Failing Reinclusion Requests? How To Uncover Those “Harder To Find” Links.
Sometimes desperate times call for desperate measures. This post is about a desperate measure.
We had a client with a manual link penalty. We did some work (using my outline from this post). Rankings started going up and traffic/conversions started boosting. Then, a few days later, the next Google Notification came in. It’s like playing digital Russian Roulette with those things – you’ll either be thrilled or be in a lot of pain.
This time Google said they “changed” our penalty, as there were still some spammy links out there.
Remember, not all penalties have the same impact. Clearly ours was lessened (which was continually proven in the weeks to follow), but our client – rightfully so – wanted to have the whole penalty removed. The problem was we couldn’t find anymore bad links. Everything from Ahrefs, OSE, Google Webmaster Tools, Bing Webmaster Tools, and Majestic (etc.) was classified and handled appropriately.

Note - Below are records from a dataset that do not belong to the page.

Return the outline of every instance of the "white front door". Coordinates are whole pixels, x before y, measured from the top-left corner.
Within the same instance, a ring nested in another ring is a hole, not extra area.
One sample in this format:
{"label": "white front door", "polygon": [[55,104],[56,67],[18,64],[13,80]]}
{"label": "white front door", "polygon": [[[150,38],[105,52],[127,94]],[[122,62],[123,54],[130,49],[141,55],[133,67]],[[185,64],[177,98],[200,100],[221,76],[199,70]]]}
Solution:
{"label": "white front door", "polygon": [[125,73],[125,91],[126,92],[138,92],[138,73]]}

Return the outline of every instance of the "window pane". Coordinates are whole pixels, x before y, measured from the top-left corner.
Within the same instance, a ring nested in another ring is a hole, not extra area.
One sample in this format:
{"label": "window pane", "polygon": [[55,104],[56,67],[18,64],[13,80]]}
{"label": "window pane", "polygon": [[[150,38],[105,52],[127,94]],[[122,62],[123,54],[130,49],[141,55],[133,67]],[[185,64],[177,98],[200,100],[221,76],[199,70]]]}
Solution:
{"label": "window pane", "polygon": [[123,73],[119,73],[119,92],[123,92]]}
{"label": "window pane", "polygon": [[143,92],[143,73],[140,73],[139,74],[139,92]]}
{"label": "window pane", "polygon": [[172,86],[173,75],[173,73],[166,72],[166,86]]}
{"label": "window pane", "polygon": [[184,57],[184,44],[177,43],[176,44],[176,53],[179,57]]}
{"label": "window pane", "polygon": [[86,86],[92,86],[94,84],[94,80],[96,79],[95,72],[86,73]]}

Google’s notifications sometimes show some additional samples of poisonous links. This time we were showed only two links of forum spam, something we found zero instances of previously. Old school, dirty forum spam usually is belched out in huge, automated waves. We asked the client, who asked their previous vendors, if they had any knowledge of the link spamming. Nobody knew anything about it, so any chance of getting a list of these URLs (which was probably very low anyway) was now nil. But how did we miss all of it?
The problem was, this forum spam was so deep in the index that the major tools couldn’t find them. Even Google’s Webmaster Tools report didn’t reveal them. That’s right – Google’s notification was showing us links existing, but weren’t even giving us insight into those links through Webmaster Tools. They never got any clicks so we weren’t finding them in Google Analytics. Google’s vague link reporting functions and vague, boilerplate notifications weren’t helping us help them.
The only way to find these deep links was through the use of Google’s search engine. Unless you have a staff of hundreds and nothing but time to manually pull results and analyze one by one, this didn’t seem possible. But we came up with with a reasonably easy process using Cognitive SEO, Scrapebox, Screaming Frog, and good old Excel, to try to emulate this activity with at least some success.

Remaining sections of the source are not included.